Epreuve sur dossier session 2016 CAPES de Mathématiques

Le session 2016 se caractérise par une fréquence élevée d'improbables travaux "d'élèves" utilisant le numérique (14 sur 37).
Faut-il y voir une certaine complaisance, eu égard aux directives d'une Education Nationale à la botte des lobbies de ce même numérique ? La question se pose très sérieusement.
Ces "élèves" n'existent évidemment que dans l'imagination des auteurs de sujets. Les travaux proposés sont fabriqués de toutes pièces, sans grand souci d'authencité ni même de crédibilité.

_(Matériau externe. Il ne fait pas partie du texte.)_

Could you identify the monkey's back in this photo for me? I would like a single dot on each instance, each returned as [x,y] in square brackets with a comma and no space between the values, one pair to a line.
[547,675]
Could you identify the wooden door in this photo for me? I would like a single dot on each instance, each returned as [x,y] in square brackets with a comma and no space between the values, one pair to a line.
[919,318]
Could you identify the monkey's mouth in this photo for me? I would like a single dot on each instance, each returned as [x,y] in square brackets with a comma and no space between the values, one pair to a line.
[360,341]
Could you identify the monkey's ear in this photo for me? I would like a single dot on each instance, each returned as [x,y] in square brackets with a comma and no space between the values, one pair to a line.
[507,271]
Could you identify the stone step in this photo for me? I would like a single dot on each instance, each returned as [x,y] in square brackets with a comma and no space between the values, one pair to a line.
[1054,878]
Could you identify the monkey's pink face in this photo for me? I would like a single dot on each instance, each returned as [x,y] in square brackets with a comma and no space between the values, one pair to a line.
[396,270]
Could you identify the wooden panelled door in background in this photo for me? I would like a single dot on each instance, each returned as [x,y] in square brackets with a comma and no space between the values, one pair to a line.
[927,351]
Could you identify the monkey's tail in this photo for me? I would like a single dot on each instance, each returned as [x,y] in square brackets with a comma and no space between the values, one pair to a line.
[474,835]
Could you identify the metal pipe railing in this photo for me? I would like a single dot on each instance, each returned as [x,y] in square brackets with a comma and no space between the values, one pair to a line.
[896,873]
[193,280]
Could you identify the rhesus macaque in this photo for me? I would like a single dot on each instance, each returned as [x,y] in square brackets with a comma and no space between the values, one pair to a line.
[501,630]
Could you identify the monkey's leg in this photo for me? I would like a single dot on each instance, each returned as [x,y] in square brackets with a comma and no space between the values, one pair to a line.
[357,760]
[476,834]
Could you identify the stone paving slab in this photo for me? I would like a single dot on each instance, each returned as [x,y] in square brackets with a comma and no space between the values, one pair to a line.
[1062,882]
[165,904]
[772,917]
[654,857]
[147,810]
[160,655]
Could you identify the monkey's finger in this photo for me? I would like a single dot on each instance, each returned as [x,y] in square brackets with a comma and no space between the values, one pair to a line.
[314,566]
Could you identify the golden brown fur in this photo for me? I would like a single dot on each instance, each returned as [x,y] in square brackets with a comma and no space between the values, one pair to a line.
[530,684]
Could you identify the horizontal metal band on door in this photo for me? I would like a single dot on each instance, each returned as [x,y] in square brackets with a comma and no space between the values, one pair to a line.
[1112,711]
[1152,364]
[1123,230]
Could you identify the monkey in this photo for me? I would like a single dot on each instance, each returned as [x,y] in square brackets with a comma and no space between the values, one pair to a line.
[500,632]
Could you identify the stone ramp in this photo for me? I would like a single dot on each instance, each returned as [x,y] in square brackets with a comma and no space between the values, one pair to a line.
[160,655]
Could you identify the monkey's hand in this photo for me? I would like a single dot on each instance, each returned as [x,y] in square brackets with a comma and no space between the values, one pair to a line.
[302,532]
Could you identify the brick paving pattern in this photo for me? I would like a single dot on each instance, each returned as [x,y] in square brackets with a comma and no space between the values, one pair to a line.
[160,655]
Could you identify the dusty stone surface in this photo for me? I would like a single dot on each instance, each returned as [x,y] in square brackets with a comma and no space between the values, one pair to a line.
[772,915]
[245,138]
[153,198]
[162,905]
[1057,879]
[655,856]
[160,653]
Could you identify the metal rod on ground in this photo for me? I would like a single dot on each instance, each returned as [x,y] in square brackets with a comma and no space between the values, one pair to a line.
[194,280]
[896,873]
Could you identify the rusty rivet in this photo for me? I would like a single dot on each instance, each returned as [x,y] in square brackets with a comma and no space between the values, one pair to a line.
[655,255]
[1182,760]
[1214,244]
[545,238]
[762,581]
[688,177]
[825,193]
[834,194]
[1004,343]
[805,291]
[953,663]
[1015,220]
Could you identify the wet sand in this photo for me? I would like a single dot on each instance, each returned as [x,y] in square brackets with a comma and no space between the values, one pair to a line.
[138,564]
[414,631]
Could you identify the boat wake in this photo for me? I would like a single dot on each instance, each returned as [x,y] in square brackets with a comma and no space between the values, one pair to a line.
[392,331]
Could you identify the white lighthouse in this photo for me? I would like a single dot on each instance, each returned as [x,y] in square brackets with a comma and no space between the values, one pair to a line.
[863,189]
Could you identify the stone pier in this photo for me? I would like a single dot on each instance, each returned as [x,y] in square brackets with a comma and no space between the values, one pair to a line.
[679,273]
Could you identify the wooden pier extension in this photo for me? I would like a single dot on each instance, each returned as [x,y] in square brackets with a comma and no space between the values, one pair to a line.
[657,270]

Dans le but de caricaturer cette exagération, j'ai attribué deux noms génériques à ces élèves fictifs. La fratrie Bougnègue utilisera systématiquement son tableur tandis que la fratrie Chouquerouste utilisera tous les autres moyens numériques (logiciels, algorithmes).
Ces deux fratries auront-elles le même succès médiatique que les Horace et les Curiace ou les Capulet et les Montaigu ? On verra bien.

Au vu des orientations ministérielles, tout porte à penser que les Bougnègue et les Chouquerouste ont un certain avenir dans les prochaines sessions du concours du CAPES. Ont-ils un avenir aussi radieux dans les classes réelles de collège ou de lycée ? On peut en douter. Le plus probable est que ces "élèves" vont tôt ou tard rejoindre le long cortège des chimères dont on nous gratifie depuis quelques années.